SG&A expenses decreased $8.0 million to $104.9 million in the first three months of 2011. The decrease in SG&A expenses was primarily related to a $3.3 million decrease in SG&A expenses related to the spin-off of the compound partnering business, $1.5 million decrease in non-billable travel and training costs, a $0.9 million decrease from receipt of a government grant, a $0.8 million decrease in personnel costs due to an increase in direct utilization, a $0.6 million decrease in accounting and legal costs, a $0.6 million decrease in contract labor and subcontractor costs and a $0.5 million reduction in loss on disposal of assets.

Other income (expense), net decreased $1.3 million to a net expense of $47,000 in the first three months of 2011. Changes in exchange rates from the time we recognize revenue until the client pays resulted in a net loss of $2.5 million in the first three months of 2011, down from a net gain of $0.5 million in the first three months of 2010. This loss was partially offset by a $1.2 million increase in interest income.

Net income of $37.6 million in the first three months of 2011 represents an increase of 118.6% from $17.2 million in the first three months of 2010. Net income per diluted share of $0.32 in the first three months of 2011 represents a 128.6% increase from $0.14 net income per diluted share in the first three months of 2010. Net income changed for various reasons as explained above.

We held $78.7 million and $77.6 million, net of unrealized losses, in auction rate securities at December 31, 2010 and March 31, 2011, respectively.
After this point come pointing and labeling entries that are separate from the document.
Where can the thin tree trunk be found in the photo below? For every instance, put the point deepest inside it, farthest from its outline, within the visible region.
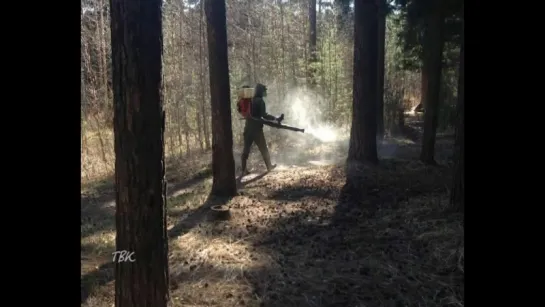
(363, 135)
(458, 191)
(381, 63)
(312, 44)
(139, 124)
(223, 163)
(432, 65)
(203, 87)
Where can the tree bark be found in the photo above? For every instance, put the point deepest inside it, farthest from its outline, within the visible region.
(432, 66)
(363, 135)
(139, 123)
(312, 44)
(458, 192)
(223, 163)
(381, 56)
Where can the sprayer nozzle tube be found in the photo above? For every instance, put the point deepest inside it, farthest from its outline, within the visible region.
(277, 125)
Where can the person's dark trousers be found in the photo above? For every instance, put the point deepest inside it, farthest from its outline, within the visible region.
(258, 137)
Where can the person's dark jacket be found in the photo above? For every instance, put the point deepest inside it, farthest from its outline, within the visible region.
(258, 110)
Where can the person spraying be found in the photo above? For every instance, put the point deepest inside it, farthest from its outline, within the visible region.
(254, 111)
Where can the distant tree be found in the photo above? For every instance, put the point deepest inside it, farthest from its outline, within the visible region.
(433, 43)
(383, 11)
(312, 43)
(223, 162)
(457, 191)
(139, 123)
(363, 135)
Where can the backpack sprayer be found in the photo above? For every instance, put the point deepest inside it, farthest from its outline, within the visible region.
(244, 107)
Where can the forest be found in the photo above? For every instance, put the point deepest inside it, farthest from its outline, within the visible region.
(363, 208)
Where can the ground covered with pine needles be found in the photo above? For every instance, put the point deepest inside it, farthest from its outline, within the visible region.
(291, 242)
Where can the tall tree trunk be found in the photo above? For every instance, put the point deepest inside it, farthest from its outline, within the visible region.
(432, 65)
(312, 44)
(203, 88)
(458, 192)
(381, 55)
(139, 124)
(223, 162)
(363, 135)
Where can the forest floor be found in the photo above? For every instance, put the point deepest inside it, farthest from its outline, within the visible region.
(288, 244)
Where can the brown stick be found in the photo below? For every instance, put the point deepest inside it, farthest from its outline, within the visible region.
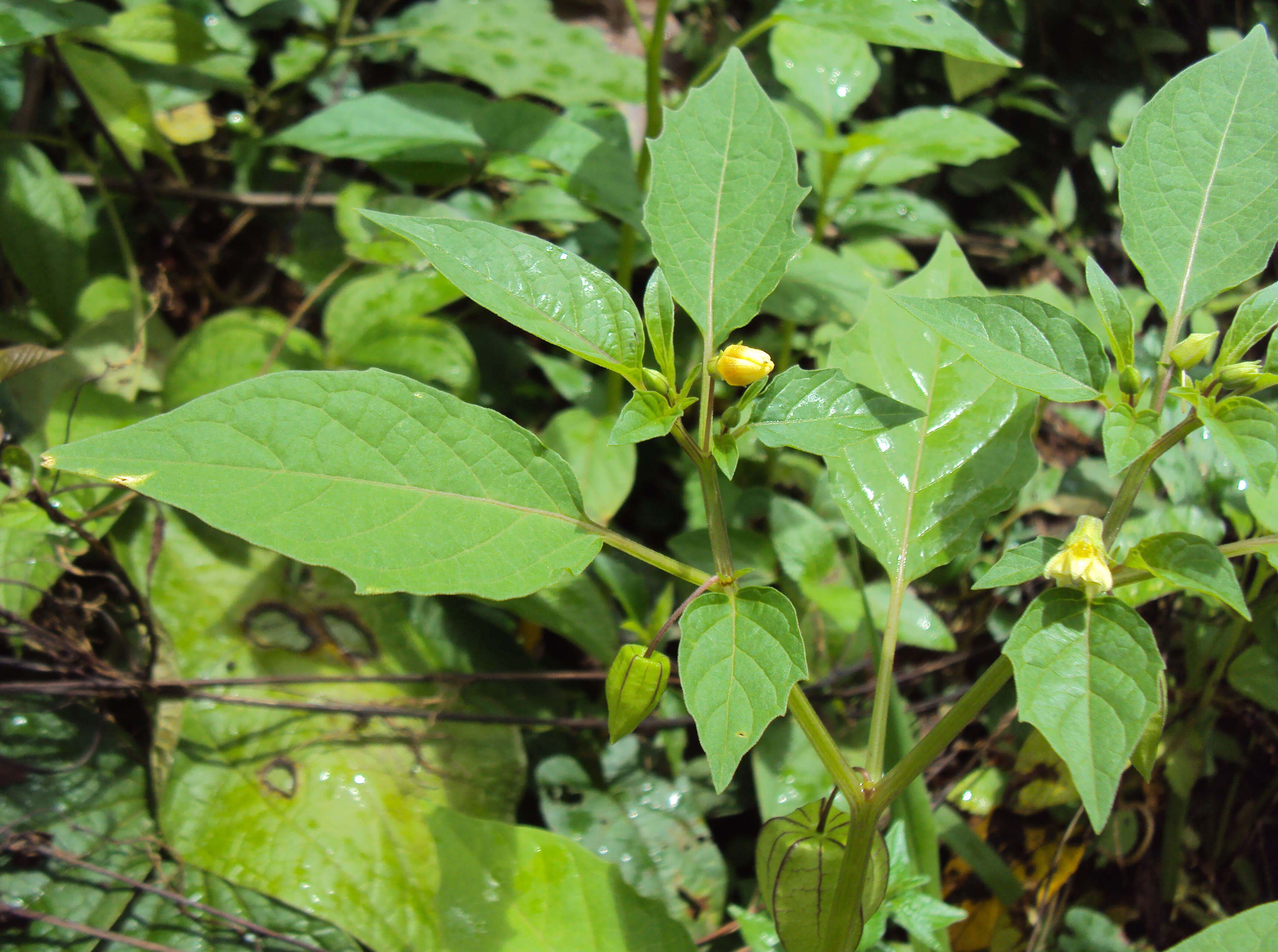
(176, 898)
(193, 194)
Our portfolio of investments in auction rate securities consists principally of interests in government-guaranteed student loans, insured municipal debt obligations and municipal preferred auction rate securities. We classified our entire balance of auction rate securities as long-term investments as of March 31, 2011 due to continuing uncertainties about the liquidity of the auction rate securities market. We also recorded unrealized losses on these investments of $14.2 million and $15.3 million as of December 31, 2010 and March 31, 2011, respectively. We concluded that this impairment was temporary because of our ability to hold the auction rate securities until the fair value recovers and we have no current plans to sell the securities. We will continue to review the classification and valuation of these securities on a quarterly basis.

In the first three months of 2011, our operating activities provided $41.9 million in cash as compared to $62.0 million for the same period last year. The change in operating cash flow was due primarily to a net change in operating cash receipts and payments totaling $35.8 million, a net-of-tax gain from equity investment of $1.6 million in the current period as compared to a net-of-tax loss from equity investment of $1.3 million in the three months ended March 31, 2010 partially offset by a $20.2 million increase in net income in the first three months of 2011 compared to the same period of 2010. The change in adjustments for accruals of expected future operating cash receipts and payments includes unearned income of $23.0 million, accrued income taxes of $11.9 million and other assets of $2.3 million. The change in adjustments to deferrals of past operating cash receipts and payments includes accounts receivable and unbilled services, net of ($57.1) million, other accrued expenses and deferred rent of ($9.6) million and payables to investigators of ($6.4) million. Fluctuations in receivables and unearned income occur on a regular basis as we perform services, achieve billing criteria, send invoices to clients and collect outstanding accounts receivable. This activity varies by individual client and contract. We attempt to negotiate payment terms that provide for payment of services prior to or soon after the provision of services, but the levels of unbilled services and unearned revenue can vary significantly from period to period.